Re: Problems with most web app auth schemes

["Erik Kangas, PhD" <kangas () luxsci com>]

> However, even with all of these deterents, it's still not really
> theoretically secure.  Exchanging session id, even one that changes every
> request or when the server will verify the IP address of the client, has a
> flaw: you are openly exchanging a secret.  This is not how well-designed
> authentication systems work.  It is the equivalent of sending the actual
> password across a network for a domain login.  Even with encryption layer,
> you're not supposed to do this.  You use a hash.  The reason for this is so
> that you can prove that you know the password, but don't actually have to
> divulge it.

What you have said is all completely correct, however, I think the assumptions 
and steps in standard web security should really be pointed out -- not for 
rebuttal, as there is none, but for some justification of the current schema.

* Most web sites interested in real security use SSL for their "login 
sessions".  Let us restrict ourselves to this case.

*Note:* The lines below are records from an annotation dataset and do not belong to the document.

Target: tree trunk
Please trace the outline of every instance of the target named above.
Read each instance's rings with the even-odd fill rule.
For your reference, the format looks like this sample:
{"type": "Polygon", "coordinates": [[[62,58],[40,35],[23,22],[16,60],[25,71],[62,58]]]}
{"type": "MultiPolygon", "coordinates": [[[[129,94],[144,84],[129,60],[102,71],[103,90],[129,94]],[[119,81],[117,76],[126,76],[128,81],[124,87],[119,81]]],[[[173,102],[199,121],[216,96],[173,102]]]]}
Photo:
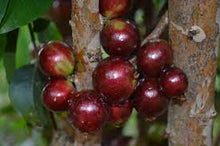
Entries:
{"type": "MultiPolygon", "coordinates": [[[[102,30],[102,17],[99,14],[99,0],[72,0],[73,49],[76,56],[77,91],[93,89],[92,72],[101,60],[99,34],[102,30]]],[[[101,132],[83,134],[76,132],[75,145],[100,145],[101,132]]]]}
{"type": "Polygon", "coordinates": [[[170,146],[211,146],[217,68],[217,0],[169,0],[169,36],[174,64],[188,76],[186,101],[171,101],[170,146]]]}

* When the client connects to a web site two things have to happen for 
security:
  1. The web site must prove that it is the correct web site
  2. The user must authenticate him/herself

  The web site proves that it is correct via its SSL certificate issued 
to the domain in question by some "trusted" third party.  Depending on
how much the user trusts the certificate issuer, s/he can have confidence
that the web site is what it claims to be. 

  Now, the user and the web site have a secure data connection established
via the public key mechanism of SSL so that ALL data that is transmitted 
between them is encrypted.

  The user then enters a username/password into a form and this data is 
transmitted in an encrypted fashion to the web site for authentication.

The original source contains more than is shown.